Miranda shot out the stats in as few details as possible.

Miranda.

I had been so consumed, I didn’t realize the voice on the other end of the call.

“Miranda! Oh god, yes. I… I..” but I couldn’t speak. As tears choked the air out of me, I pictured Jim fighting for air 2 miles back against the base of a tree. I stopped crying mainly due to the physical exhaustion that won over the overwhelming emotions I had buried since I took of my pack.


“Miranda I’m sorry! I’m so sorry! We still have time, he’s going to be ok. Ok?” I ended with a question, which proved how little I believed what I was saying. Miranda was Jim’s fiancé, and from what I now knew, would be Jim’s new partner when they moved to Pennsylvania in Spring and opened their own location there. Miranda was from Walcott Pennsylvania and wanted to be near family as they began a family of their own.


Family. Pennsylvania. New location. Snakebite. Suffocation. Jim. Miranda. Words filtered in my mind like flashing lights. Miranda and Jim were family to me, and in the seconds it had taken me to collect my racing thoughts Miranda’s voice hung like static in the air

“Dylan.” She her voice cracked through the other end of the phone. This was our job, we all met in wilderness survival courses. We knew protocol, and understood what constituted an actual emergency.

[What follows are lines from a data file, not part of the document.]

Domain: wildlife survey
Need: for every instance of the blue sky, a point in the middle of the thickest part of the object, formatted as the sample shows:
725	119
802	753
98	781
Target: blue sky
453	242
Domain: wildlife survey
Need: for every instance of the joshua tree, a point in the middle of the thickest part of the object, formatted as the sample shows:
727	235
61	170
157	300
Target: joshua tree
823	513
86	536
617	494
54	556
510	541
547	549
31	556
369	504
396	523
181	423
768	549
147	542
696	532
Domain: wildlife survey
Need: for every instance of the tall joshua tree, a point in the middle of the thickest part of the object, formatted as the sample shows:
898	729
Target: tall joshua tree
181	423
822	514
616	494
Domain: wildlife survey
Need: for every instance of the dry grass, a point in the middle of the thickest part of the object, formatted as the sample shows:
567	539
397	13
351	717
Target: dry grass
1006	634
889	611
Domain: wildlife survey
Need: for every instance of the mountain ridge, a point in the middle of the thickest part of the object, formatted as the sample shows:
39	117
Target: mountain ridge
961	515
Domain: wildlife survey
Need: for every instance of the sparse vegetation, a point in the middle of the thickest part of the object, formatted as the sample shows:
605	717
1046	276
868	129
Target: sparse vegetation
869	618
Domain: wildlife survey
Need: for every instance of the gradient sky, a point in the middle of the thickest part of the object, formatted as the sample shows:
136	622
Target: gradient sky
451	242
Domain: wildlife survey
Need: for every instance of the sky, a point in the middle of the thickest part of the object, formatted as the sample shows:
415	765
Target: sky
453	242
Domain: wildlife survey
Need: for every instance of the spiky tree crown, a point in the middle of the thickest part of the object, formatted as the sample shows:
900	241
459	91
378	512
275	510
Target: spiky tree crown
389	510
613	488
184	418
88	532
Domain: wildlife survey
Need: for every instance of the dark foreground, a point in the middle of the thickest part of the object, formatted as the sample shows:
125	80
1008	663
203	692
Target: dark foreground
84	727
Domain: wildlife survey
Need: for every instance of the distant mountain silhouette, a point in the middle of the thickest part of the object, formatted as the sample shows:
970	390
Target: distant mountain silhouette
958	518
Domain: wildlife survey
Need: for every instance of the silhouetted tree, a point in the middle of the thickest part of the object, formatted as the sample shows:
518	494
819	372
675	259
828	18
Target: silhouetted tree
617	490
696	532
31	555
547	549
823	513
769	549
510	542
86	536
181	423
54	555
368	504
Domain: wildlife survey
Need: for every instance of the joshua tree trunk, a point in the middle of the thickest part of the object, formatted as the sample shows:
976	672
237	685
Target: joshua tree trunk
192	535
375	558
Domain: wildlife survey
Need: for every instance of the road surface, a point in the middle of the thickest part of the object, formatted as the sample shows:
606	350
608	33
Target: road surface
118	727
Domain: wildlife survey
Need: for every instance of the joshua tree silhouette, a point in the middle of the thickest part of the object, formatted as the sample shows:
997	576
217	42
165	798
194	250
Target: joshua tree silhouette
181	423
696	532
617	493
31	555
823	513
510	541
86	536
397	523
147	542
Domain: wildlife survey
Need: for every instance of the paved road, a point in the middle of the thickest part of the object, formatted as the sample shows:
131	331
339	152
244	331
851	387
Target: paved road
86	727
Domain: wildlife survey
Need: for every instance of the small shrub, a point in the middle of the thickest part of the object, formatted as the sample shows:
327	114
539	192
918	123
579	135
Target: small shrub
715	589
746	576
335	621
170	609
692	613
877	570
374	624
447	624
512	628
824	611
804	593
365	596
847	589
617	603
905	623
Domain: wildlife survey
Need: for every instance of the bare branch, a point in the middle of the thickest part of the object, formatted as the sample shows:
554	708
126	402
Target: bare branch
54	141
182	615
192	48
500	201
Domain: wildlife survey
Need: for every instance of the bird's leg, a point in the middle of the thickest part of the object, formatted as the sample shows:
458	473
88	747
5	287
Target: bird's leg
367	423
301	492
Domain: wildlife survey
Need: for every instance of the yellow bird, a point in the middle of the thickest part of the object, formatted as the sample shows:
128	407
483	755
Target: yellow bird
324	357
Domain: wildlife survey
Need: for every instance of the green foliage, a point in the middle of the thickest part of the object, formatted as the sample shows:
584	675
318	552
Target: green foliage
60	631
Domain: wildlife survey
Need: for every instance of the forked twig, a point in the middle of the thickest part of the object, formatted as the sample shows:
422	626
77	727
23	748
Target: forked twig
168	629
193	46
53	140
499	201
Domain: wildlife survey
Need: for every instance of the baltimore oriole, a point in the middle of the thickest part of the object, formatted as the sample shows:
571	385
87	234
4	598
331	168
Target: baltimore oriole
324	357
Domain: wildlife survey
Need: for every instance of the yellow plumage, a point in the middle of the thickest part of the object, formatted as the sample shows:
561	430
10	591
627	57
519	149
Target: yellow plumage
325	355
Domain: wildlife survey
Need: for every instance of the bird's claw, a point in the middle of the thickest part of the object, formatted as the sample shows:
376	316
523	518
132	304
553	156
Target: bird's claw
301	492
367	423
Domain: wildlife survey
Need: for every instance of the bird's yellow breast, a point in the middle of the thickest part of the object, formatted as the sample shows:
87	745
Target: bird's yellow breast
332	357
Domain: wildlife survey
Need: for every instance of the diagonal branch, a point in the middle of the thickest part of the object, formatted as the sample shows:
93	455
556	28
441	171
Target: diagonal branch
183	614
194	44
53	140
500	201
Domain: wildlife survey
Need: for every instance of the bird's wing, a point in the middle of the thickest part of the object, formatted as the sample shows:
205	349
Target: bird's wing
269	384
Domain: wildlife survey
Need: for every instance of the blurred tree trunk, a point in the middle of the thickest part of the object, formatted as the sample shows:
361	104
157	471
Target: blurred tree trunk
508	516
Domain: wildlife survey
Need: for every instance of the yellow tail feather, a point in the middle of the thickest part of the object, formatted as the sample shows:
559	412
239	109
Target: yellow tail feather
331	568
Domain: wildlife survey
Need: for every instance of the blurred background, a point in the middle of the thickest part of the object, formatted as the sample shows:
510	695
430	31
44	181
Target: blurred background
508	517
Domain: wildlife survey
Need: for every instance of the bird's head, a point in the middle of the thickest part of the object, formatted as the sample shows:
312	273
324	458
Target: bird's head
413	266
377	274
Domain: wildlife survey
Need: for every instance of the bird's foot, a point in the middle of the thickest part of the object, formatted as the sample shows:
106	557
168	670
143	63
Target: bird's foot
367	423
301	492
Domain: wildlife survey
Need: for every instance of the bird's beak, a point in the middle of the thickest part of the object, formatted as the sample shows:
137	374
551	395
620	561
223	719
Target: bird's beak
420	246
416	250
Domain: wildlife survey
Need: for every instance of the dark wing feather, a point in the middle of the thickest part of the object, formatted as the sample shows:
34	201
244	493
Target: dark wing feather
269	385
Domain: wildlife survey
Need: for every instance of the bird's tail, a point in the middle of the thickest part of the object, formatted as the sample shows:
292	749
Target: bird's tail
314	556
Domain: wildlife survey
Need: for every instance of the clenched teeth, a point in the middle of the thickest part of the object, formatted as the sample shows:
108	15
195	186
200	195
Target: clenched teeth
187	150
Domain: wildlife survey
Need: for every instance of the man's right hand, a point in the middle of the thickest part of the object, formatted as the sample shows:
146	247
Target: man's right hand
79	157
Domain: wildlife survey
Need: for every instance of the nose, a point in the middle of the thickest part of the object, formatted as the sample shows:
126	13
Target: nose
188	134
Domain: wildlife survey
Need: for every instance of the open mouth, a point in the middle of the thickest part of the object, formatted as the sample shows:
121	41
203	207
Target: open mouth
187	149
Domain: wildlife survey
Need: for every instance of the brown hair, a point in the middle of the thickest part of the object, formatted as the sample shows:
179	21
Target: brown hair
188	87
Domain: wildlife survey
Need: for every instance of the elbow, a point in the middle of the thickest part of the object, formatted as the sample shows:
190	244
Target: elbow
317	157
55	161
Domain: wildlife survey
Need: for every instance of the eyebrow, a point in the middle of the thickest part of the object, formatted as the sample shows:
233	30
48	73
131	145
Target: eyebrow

My fear bleeding from one side of the connection to the other said everything I wasn’t. Jim had a mild case of Hemophilia, a blood thinning disease which usually meant nothing day to day. Mixed with the thinning properties of rattlesnake venom changed the typical time line of a snake bite emergency.


The dirt road under my feet, and the surrounding trees enclosing me like a womb, made me feel so small. I felt lost all over again. The sounds of the forest around me, that usually soothed my soul, made no sense in this moment. The wind blew as serene as ever, the water flowed with the gracefulness it had the day before. This against the adrenaline stampeding through me didn’t match up.


When I heard the patter of the helicopter, the world spun back into focus, the urgency of the situation was matched by the metal machine hovering through the sky. In an elegant swoop the helicopter swooped down river where I pointed with flailing arms. My journey upstream almost an ago from where we banked our kayaks would take them minutes to find.


I tumbled back through the brush lining the river and stumbled back in the kayak. Moving was the only option. I couldn’t stand here a moment longer wondering and waiting. With the current pushing at my back it felt as if the water finally was pumping with the same urgency as me.


The helicopter, unable to land anywhere near had swooped over head twice while circling in waiting. As I rounded near the bend of where highbrow trail met the Oswegatchie shore the rescue team was hoisting Jim through the air to the cockpit. Tillman stood on the shore, the helicopter leaving him behind. Trees bent without breaking, leaves fell like a blizzard, and the deafening thud silenced the world around it.


As quick as it all happened it stopped. I took control once again of my kayak and paddled over to Tillman knee deep in frigid October waters.

“He was unconscious, but his heart beat was consistent. They have everything they need in the cockpit, they’ll radio back when they get to Upcountry General” he yelled as I paddled, still racing, closer to him.


He took hold of the bow of the kayak and pushed it back where I just came.


“The fastest way out is backwards for you at this point, do you need to rest?”


He didn’t wait for the answer to come out of me, he didn’t need to. In silence side by side we paddled against the current with the rain pelting us in short hard jabs.